I have also witnessed the impact of HIV related stigma within the community. Some time ago I lost a colleague who was on TB treatment. I was also taking TB treatment at the time. My colleague and his family all denied the existence of HIV and chose to call it “witchcraft”. He unfortunately passed away without going for a HIV test. The experience was so traumatising for me that I had to undergo counselling.

Identifying Responses

The Centre has been a source of strength for me in responding to the challenge of HIV related stigma. After months of counselling and moral support from my mother and the support group, I got better and gained my strength back. This was complemented by the positive effects of ART. The positive impacts of the help I had from the organisation and the support group made me realise that there was so much hope for people infected with HIV.

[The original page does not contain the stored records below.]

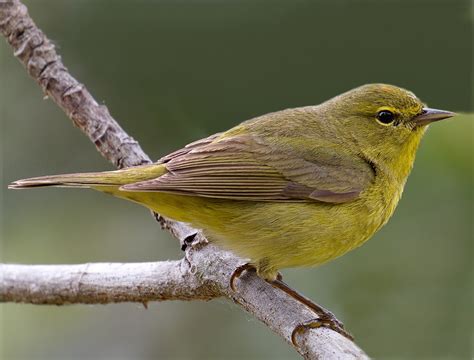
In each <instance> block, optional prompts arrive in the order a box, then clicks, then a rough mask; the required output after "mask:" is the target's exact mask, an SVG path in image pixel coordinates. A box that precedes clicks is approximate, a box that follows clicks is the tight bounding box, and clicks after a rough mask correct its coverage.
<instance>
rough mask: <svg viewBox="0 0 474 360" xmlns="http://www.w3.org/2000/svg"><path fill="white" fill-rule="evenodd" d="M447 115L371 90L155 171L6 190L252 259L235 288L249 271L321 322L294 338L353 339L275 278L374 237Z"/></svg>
mask: <svg viewBox="0 0 474 360" xmlns="http://www.w3.org/2000/svg"><path fill="white" fill-rule="evenodd" d="M454 115H455V114H454V113H453V112H451V111H445V110H438V109H433V108H429V107H427V106H426V105H425V104H424V103H423V102H422V101H421V100H420V99H419V98H418V97H416V96H415V95H414V94H413V93H412V92H410V91H408V90H405V89H402V88H400V87H397V86H393V85H388V84H367V85H362V86H360V87H357V88H355V89H352V90H349V91H347V92H345V93H343V94H340V95H338V96H335V97H334V98H332V99H329V100H327V101H325V102H323V103H321V104H319V105H311V106H304V107H298V108H291V109H286V110H282V111H277V112H272V113H269V114H265V115H262V116H259V117H256V118H253V119H250V120H247V121H244V122H242V123H241V124H239V125H237V126H235V127H233V128H231V129H229V130H227V131H224V132H221V133H217V134H214V135H211V136H209V137H207V138H204V139H201V140H198V141H195V142H193V143H190V144H188V145H186V146H184V147H183V148H181V149H179V150H177V151H175V152H172V153H170V154H169V155H166V156H164V157H162V158H161V159H160V160H158V161H157V162H155V163H153V164H148V165H141V166H136V167H131V168H126V169H121V170H115V171H105V172H92V173H77V174H65V175H54V176H42V177H35V178H29V179H23V180H18V181H15V182H13V183H12V184H11V185H10V186H9V188H11V189H25V188H34V187H43V186H60V187H81V188H91V189H94V190H98V191H101V192H104V193H107V194H111V195H114V196H116V197H119V198H123V199H126V200H130V201H133V202H135V203H138V204H141V205H143V206H145V207H147V208H149V209H151V210H153V211H154V212H157V213H159V214H161V215H163V216H165V217H168V218H171V219H174V220H177V221H180V222H184V223H188V224H190V225H192V226H193V227H195V228H199V229H202V231H203V233H204V234H205V235H206V236H207V237H208V239H209V240H210V241H211V242H213V243H216V244H217V245H218V246H221V247H222V248H224V249H227V250H230V251H231V252H233V253H234V254H236V255H238V256H239V257H242V258H244V259H248V263H246V264H245V265H244V266H242V267H240V268H239V269H237V270H236V272H235V273H234V275H233V277H232V280H231V285H232V287H233V286H234V285H233V284H234V283H233V281H234V279H235V277H238V276H240V274H241V273H242V272H243V271H245V270H249V269H254V270H255V271H256V273H257V275H258V276H260V277H261V278H263V279H264V280H266V281H268V282H270V283H272V284H275V286H277V287H279V288H281V289H282V290H284V291H286V292H288V293H290V294H291V295H292V296H295V297H297V298H298V299H299V300H300V301H302V302H303V303H305V304H307V305H308V306H310V307H311V308H312V309H313V310H314V311H315V312H317V313H318V315H319V321H316V320H315V321H311V322H308V323H307V324H302V326H300V327H298V328H297V329H295V331H296V332H298V331H301V330H302V329H303V328H308V327H316V326H327V327H330V328H332V329H333V330H336V331H338V332H340V333H342V334H343V335H345V336H346V337H349V338H351V336H350V334H348V333H347V332H346V331H345V330H344V329H343V326H342V323H340V322H339V321H338V320H337V319H335V317H334V316H333V315H332V314H331V313H330V312H329V311H327V310H325V309H323V308H321V307H319V305H316V304H314V303H312V302H311V301H310V300H309V299H306V298H305V297H304V296H302V295H299V294H298V293H296V292H294V293H293V292H292V290H291V289H289V288H287V287H286V284H285V283H283V282H282V281H281V278H280V275H279V270H281V269H284V268H291V267H305V266H317V265H321V264H324V263H327V262H328V261H330V260H333V259H335V258H337V257H339V256H342V255H344V254H345V253H347V252H349V251H351V250H353V249H355V248H357V247H359V246H360V245H362V244H363V243H365V242H366V241H367V240H368V239H369V238H371V237H372V236H373V235H374V233H375V232H377V231H378V230H379V229H380V228H381V227H382V226H383V225H384V224H386V223H387V221H388V220H389V218H390V217H391V216H392V214H393V213H394V210H395V208H396V206H397V204H398V202H399V200H400V198H401V196H402V192H403V189H404V186H405V183H406V181H407V178H408V175H409V174H410V171H411V169H412V167H413V164H414V160H415V155H416V151H417V149H418V147H419V144H420V141H421V139H422V137H423V135H424V134H425V132H426V129H427V128H428V126H429V125H430V124H431V123H433V122H436V121H439V120H442V119H447V118H450V117H452V116H454ZM298 296H299V297H298ZM296 332H295V333H296ZM293 335H294V334H292V340H294V339H293Z"/></svg>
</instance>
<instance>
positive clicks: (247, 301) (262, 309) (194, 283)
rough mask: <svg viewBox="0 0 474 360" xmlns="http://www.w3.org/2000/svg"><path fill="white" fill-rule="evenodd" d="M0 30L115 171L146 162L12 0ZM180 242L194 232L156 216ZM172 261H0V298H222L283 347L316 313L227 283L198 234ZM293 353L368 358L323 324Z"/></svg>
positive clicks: (364, 353) (196, 230)
mask: <svg viewBox="0 0 474 360" xmlns="http://www.w3.org/2000/svg"><path fill="white" fill-rule="evenodd" d="M0 32H1V33H2V34H3V36H4V37H5V38H6V39H7V41H8V43H9V44H10V45H11V47H12V49H13V52H14V55H15V56H16V57H17V58H18V59H19V60H20V62H21V63H22V64H23V65H24V66H25V68H26V70H27V71H28V73H29V74H30V75H31V77H32V78H33V79H34V80H35V81H36V82H37V83H38V84H39V85H40V86H41V88H42V89H43V91H44V93H45V94H46V96H48V97H49V98H51V99H52V100H53V101H54V102H55V103H56V104H57V105H58V106H59V107H60V108H61V109H63V111H64V112H65V113H66V115H67V116H68V117H69V118H70V119H71V120H72V121H73V123H74V125H75V126H77V127H78V128H79V129H80V130H81V131H82V132H83V133H84V134H86V135H87V136H88V137H89V139H90V140H91V141H92V142H93V143H94V144H95V146H96V148H97V149H98V151H99V152H100V153H101V154H102V156H103V157H105V158H106V159H107V160H109V161H110V162H112V163H113V164H114V165H115V166H117V167H118V168H121V167H128V166H136V165H141V164H146V163H150V162H151V161H150V159H149V158H148V156H147V155H146V154H145V153H144V152H143V150H142V149H141V148H140V146H139V144H138V143H137V142H136V141H135V140H134V139H133V138H132V137H130V136H129V135H128V134H127V133H126V132H125V131H124V130H123V129H122V128H121V127H120V125H119V124H118V123H117V122H116V121H115V120H114V119H113V118H112V116H111V115H110V113H109V111H108V109H107V107H106V106H104V105H99V104H98V103H97V102H96V101H95V100H94V98H93V97H92V95H91V94H90V93H89V92H88V91H87V89H86V88H85V86H84V85H82V84H81V83H79V82H78V81H77V80H76V79H75V78H74V77H72V75H70V74H69V72H68V71H67V69H66V67H65V66H64V65H63V63H62V61H61V58H60V56H59V55H58V54H57V53H56V50H55V47H54V45H53V44H52V43H51V42H50V41H49V40H48V38H47V37H46V36H45V35H44V34H43V32H42V31H41V30H40V29H39V28H38V27H37V26H36V25H35V23H34V22H33V20H32V19H31V18H30V16H29V15H28V12H27V9H26V7H25V6H24V5H23V4H22V3H21V2H20V1H18V0H12V1H1V0H0ZM158 219H159V221H160V223H161V225H162V227H163V228H165V229H167V230H169V231H170V232H171V233H172V234H173V235H174V236H175V237H176V238H177V239H179V240H180V241H181V242H183V241H184V239H185V238H187V237H188V236H189V235H191V234H194V233H197V230H195V229H192V228H190V227H188V226H187V225H184V224H181V223H177V222H174V221H171V220H169V219H165V218H162V217H158ZM196 239H197V240H195V241H194V243H193V246H189V247H188V248H187V250H186V252H185V257H184V258H183V259H182V260H179V261H167V262H155V263H138V264H84V265H15V264H3V265H0V301H1V302H7V301H8V302H23V303H32V304H56V305H63V304H74V303H87V304H92V303H93V304H106V303H111V302H123V301H135V302H141V303H144V304H146V303H147V302H148V301H161V300H210V299H213V298H216V297H221V296H224V297H227V298H229V299H231V300H232V301H234V302H235V303H237V304H238V305H240V307H241V308H242V309H243V310H245V311H247V312H249V313H250V314H252V315H253V316H255V317H256V318H257V319H259V320H260V321H262V322H263V323H265V324H266V325H267V326H268V327H269V328H270V329H272V330H273V331H274V332H275V333H277V334H278V335H280V336H281V337H282V338H283V339H284V340H285V341H286V342H288V343H289V344H290V345H293V344H292V343H291V333H292V331H293V329H294V327H295V326H296V325H298V324H300V323H302V322H305V321H307V320H309V319H311V318H314V317H315V314H313V313H312V312H310V311H309V310H308V308H306V307H305V306H304V305H302V304H300V303H299V302H297V301H295V300H294V299H293V298H291V297H289V296H288V295H286V294H285V293H283V292H281V291H280V290H278V289H275V288H274V287H272V286H271V285H270V284H268V283H266V282H265V281H263V280H262V279H260V278H259V277H257V276H256V275H255V274H253V273H245V274H244V275H243V276H242V277H241V278H240V279H238V280H237V281H236V288H237V289H236V291H235V292H234V291H232V290H231V289H230V286H229V279H230V277H231V275H232V273H233V271H234V270H235V268H236V267H237V266H238V265H240V264H242V263H243V261H242V260H241V259H239V258H237V257H235V256H234V255H232V254H231V253H229V252H226V251H223V250H221V249H218V248H216V247H215V246H213V245H210V244H208V242H207V240H206V239H205V238H204V237H203V236H202V235H201V234H199V235H198V236H197V238H196ZM297 340H298V341H297V346H295V350H296V351H298V352H299V353H300V354H301V355H302V356H303V357H305V358H307V359H367V358H368V357H367V355H366V354H365V353H364V352H363V351H362V350H361V349H360V348H358V347H357V345H356V344H355V343H354V342H352V341H350V340H348V339H346V338H345V337H343V336H341V335H340V334H338V333H336V332H334V331H332V330H328V329H325V328H318V329H312V330H308V331H306V332H304V333H301V334H300V335H298V337H297Z"/></svg>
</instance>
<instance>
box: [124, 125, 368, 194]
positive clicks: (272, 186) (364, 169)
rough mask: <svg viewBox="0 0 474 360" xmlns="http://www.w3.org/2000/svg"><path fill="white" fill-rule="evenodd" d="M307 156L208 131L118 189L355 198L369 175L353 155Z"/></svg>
mask: <svg viewBox="0 0 474 360" xmlns="http://www.w3.org/2000/svg"><path fill="white" fill-rule="evenodd" d="M310 158H311V156H307V155H302V154H301V153H295V152H291V151H289V152H288V151H282V150H278V147H272V146H269V145H268V144H265V143H264V142H263V141H261V139H258V138H256V137H254V136H252V135H248V134H243V135H237V136H232V137H228V138H225V137H219V136H212V137H210V138H206V139H203V140H200V141H198V142H196V143H192V144H190V145H188V146H187V147H185V148H183V149H181V150H178V151H176V152H174V153H172V154H170V155H168V156H166V157H164V158H163V159H161V161H162V162H163V163H164V164H165V166H166V168H167V170H168V173H166V174H164V175H162V176H160V177H158V178H156V179H152V180H147V181H142V182H138V183H133V184H128V185H125V186H122V188H121V189H123V190H126V191H159V192H169V193H176V194H184V195H194V196H201V197H210V198H220V199H231V200H251V201H303V202H310V201H322V202H329V203H342V202H347V201H351V200H354V199H356V198H357V197H358V196H359V194H360V193H361V192H362V191H363V190H364V189H365V188H366V187H367V186H368V185H369V184H370V183H371V182H372V181H373V177H374V172H373V170H372V169H371V167H370V165H369V164H367V163H366V162H364V161H363V160H362V159H360V158H358V157H356V159H352V158H351V157H348V156H342V155H341V154H340V153H339V152H334V153H333V154H331V152H330V151H329V150H324V149H321V151H320V152H318V153H317V156H316V158H317V159H318V161H314V160H312V159H310Z"/></svg>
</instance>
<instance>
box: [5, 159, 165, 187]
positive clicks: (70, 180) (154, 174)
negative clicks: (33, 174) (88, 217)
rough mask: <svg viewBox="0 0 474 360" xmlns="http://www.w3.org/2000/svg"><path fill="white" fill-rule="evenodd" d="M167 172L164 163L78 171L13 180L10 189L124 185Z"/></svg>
mask: <svg viewBox="0 0 474 360" xmlns="http://www.w3.org/2000/svg"><path fill="white" fill-rule="evenodd" d="M165 172H166V169H165V167H164V165H161V164H151V165H143V166H135V167H132V168H127V169H123V170H116V171H103V172H91V173H77V174H64V175H52V176H41V177H34V178H29V179H22V180H17V181H14V182H12V183H11V184H10V185H9V186H8V188H9V189H28V188H35V187H47V186H57V187H78V188H93V187H97V186H101V187H102V186H122V185H126V184H132V183H135V182H138V181H144V180H151V179H153V178H156V177H159V176H161V175H163V174H164V173H165Z"/></svg>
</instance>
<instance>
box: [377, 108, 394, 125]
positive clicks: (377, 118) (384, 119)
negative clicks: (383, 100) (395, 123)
mask: <svg viewBox="0 0 474 360" xmlns="http://www.w3.org/2000/svg"><path fill="white" fill-rule="evenodd" d="M377 120H378V121H379V122H381V123H382V124H384V125H389V124H391V123H392V122H393V121H394V120H395V115H394V114H393V112H391V111H388V110H382V111H379V112H378V113H377Z"/></svg>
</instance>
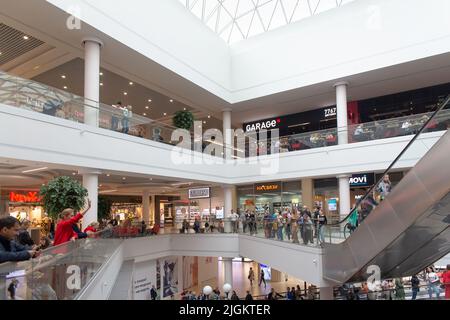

I became a care-giver for The Centre at the first opportunity I got. I had to give back the inspiration that I had received from The Centre. I felt that I had to impart the inspiration to people in my community. I joined Tariro Support Group from The Centre.

As a care-giver I began by talking to infected and affected people at Kambuzuma clinic. This boosted my moral and self esteem. Together with the Ward AIDS Committee in Rugare* I managed to identify people affected by the pandemic in my community. Subsequently, we divided the community into 4 working groups.

Through my role in the community, many people have either disclosed their status or joined support groups. One of them is Douglas (photo above) who was encouraged by me to live positively and is now on ART. In the insert I accompany Douglas to Harare Hospital for collection of his medication. Currently there are an estimated 120 people within the community who are on ART, and most of them have received some form of emotional support from me.

I also offer advice on nutrition and provide education on how to use herbal remedies. I also distribute condoms from my home. The response has been quite positive as some people are reluctant to buy condoms in open market areas. I feel this also has a positive impact for PLHIV (People Living with HIV) in my community as they are able to adopt safe sex practices.

Through the knowledge I gained from The Centre, the whole family now survives on a natural food diet. My family has been very supportive and ensure that I eat the right food. My family also supports me to adhere to ART.

* These are set up by the National Aids Council as a platform for stakeholders to share community level responses to HIV and AIDS.